Von Einen Großteil seiner bisherigen Fußballerlaufbahn hat der 24-Jährige bei Bayer Leverkusen verbracht, der erste Durchbruch gelang ihm in Ingolstadt. Jetzt ist er drauf und dran, bei der Eintracht durchzustarten.
Danny da Costa Foto: Huebner/Ulrich (Jan Huebner) Danny da Costa

Hallo Danny, es gab da mal ein Spiel in Frankfurt ...

... über das ich lieber nicht sprechen möchte (lacht). Ich glaube, ich weiß nämlich schon, worum es geht: um das verlorene Finale der deutschen B-Jugendmeisterschaft mit Leverkusen gegen die Eintracht, richtig?

So ist es. Ihr wart Favorit und hattet eine starke Mannschaft.

Ja, aber irgendwie wollte der Schiedsrichter uns kein Tor gönnen – er hat uns gleich zwei zurückgepfiffen. Zumindest bei dem einen weiß ich bis heute noch nicht warum. Ich denke, es wäre nicht unverdient gewesen, wenn wir gewonnen hätten.

Sie haben das Spiel also noch vor Augen?

Klar, ich habe noch einen Kumpel, Kevin Demuth, der damals bei der Eintracht mitgespielt hat – und der mich regelmäßig daran erinnert. Also wird es mir schwer fallen, das jemals zu vergessen.
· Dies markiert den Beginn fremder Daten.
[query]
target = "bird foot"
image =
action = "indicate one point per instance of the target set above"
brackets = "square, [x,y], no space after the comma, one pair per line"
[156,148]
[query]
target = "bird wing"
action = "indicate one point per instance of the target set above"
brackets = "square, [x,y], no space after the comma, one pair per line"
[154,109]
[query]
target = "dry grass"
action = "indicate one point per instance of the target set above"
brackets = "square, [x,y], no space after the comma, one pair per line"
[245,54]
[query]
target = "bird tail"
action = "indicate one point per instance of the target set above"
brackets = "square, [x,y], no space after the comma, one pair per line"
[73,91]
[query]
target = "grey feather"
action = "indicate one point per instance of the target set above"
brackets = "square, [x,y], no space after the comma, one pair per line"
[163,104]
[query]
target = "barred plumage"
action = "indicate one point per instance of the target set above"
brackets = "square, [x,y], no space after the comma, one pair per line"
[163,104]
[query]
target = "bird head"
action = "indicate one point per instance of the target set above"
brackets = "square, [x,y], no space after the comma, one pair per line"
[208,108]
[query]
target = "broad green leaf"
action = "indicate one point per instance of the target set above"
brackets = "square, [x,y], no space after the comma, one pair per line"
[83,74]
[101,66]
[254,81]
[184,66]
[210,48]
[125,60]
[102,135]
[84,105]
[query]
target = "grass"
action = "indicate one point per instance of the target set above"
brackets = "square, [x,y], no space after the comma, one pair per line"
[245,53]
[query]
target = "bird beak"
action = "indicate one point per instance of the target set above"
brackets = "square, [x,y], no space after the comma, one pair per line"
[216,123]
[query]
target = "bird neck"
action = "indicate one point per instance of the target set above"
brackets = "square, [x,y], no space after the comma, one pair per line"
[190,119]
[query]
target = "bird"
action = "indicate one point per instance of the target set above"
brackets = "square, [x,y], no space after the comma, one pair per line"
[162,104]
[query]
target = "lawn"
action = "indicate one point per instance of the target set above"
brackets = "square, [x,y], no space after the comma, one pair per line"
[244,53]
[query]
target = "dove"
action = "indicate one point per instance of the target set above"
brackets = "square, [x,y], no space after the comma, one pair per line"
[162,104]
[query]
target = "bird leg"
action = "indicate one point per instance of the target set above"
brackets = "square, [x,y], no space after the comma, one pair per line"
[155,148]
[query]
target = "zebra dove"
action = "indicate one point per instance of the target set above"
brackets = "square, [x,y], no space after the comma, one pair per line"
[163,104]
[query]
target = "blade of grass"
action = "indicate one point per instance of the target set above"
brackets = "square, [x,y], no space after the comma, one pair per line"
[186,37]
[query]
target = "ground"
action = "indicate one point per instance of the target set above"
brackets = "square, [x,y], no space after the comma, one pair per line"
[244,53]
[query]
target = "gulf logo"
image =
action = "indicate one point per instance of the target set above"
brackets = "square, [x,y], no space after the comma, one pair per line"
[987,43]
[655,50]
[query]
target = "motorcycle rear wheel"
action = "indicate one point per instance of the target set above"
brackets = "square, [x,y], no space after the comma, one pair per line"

Das Finale haben Sie damals zwar verloren, aber was den Sprung in den Profifußball angeht, waren die Leverkusener Spieler erfolgreicher als die Frankfurter. Wissen Sie, wo Ihre damaligen Kollegen gelandet sind?

Ja, von den meisten weiß ich das. Niklas Lomb ist dritter Torwart bei Bayer, Luca Dürholtz spielt in Kiel Zweite Liga, Leart Paquarada bei Sandhausen und Kolja Pusch in Heidenheim. In der Dritten Liga spielen Erik Zenga bei Halle und Okan Aydin bei Chemnitz. Und dann war da natürlich Samed Yesil, der zum FC Liverpool gegangen ist, dann aber zwei Kreuzbandrisse hatte. Jetzt spielt er in Griechenland.

Auch Sie mussten Leverkusen verlassen, um Ihren Platz im Profifußball zu finden. Und auch jetzt bei der Eintracht mussten Sie erst einmal etwas Geduld aufbringen.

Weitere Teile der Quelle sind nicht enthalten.